At one job, I worked with an employee we’ll call June. June was talented, hard working, and well-liked, but she had a tendency to run behind on her projects and assignments. An inattentive manager might have chalked this up to laziness or lack of commitment, but the real problem was June’s overriding sense of responsibility and desire for perfection and inclusion. She didn’t feel like she could let go of a particular project until she was confident that it was 100% perfect and properly reflected everyone’s point of view. June’s problem was coming from a good place, and I tried to find a way to harness and focus her strengths in a positive way. I started giving her more deadlines, sometimes breaking up a project into multiple pieces, and checking in with her to review her progress and nudge her to let things go when necessary. It took just a few extra minutes of my time, but it made a big difference for June’s effectiveness and benefited the whole team.

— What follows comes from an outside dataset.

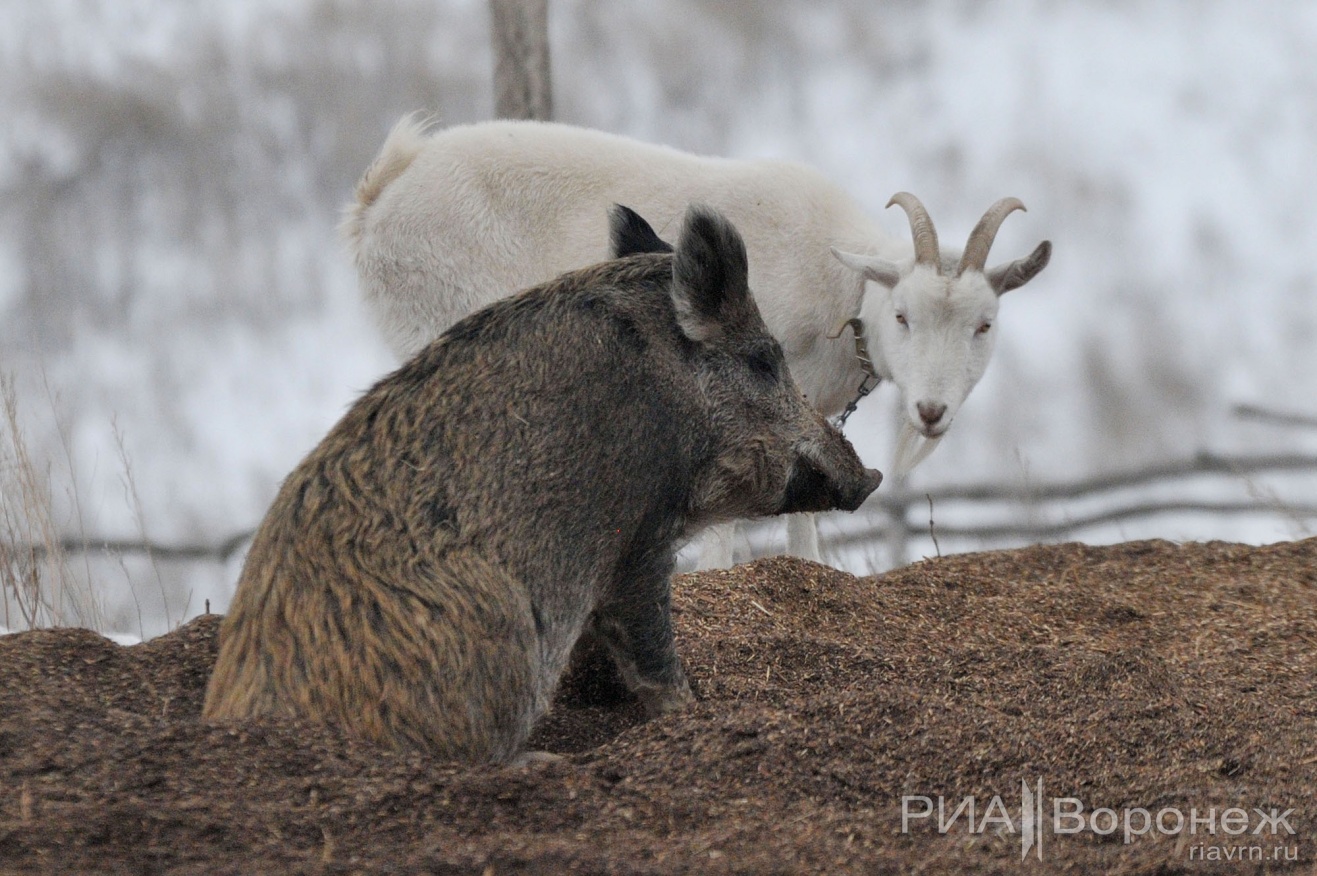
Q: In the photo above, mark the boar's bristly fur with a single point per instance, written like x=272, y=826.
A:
x=424, y=573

Understand how you fit. Knowing your own personality, strengths, and weaknesses is crucial here, because they impact how you lead and relate to the employees on your team. I’m a hard-charging achiever type of personality, and I always want to be moving on to the next thing. I’ve had to work very hard to learn to slow down and recognize the accomplishments of people I work with. By learning to consciously appreciate the hard work of those around me, I’ve seen how valuable and energizing it can be—especially as a manager—to show gratitude at work.
Work with your employees, not against or around them. What’s the use of knowing your employees if you don’t put that knowledge to work? Make sure you’re not adhering too rigidly to preconceived plans, processes, or even job descriptions. If you want to get the very best from your employees, you will sometimes need to make adjustments that acknowledge and honor their unique gifts and personalities.
Working closely with some amazing women at 4word this past year has made me especially conscientious of the value of flexibility. I’ve had to hold my own expectations and plans loosely, focusing instead on big picture goals. Understanding and working with my team’s strengths and weaknesses may easily have been the difference between success and disaster this past year.
When there are problems, address them directly. Even with the best of employees, you’re likely to run into trouble now and then, and it’s best to address any issues as soon as you can. There’s nothing more frustrating for an employee than to feel blindsided by a poor performance review at the end of the year. If you have a team member who is struggling, start talking to them about it early and often. Too many managers put off conversations with struggling employees, because such confrontations are uncomfortable, or because they want to maintain personal relationships. But it does their employees a terrible disservice. In some situations, the right thing to do is to let someone go, or to gracefully help them reach the conclusion that they need to move on. Do not delay. Respect and care for the people who work for you enough to address these kinds of issues head-on.
Managing other people is hard work, and it certainly isn’t always comfortable. But despite its challenges, management is a gift and an honor; it’s an opportunity to meaningfully impact someone’s life, and to be a powerful beacon of Christ in the workplace.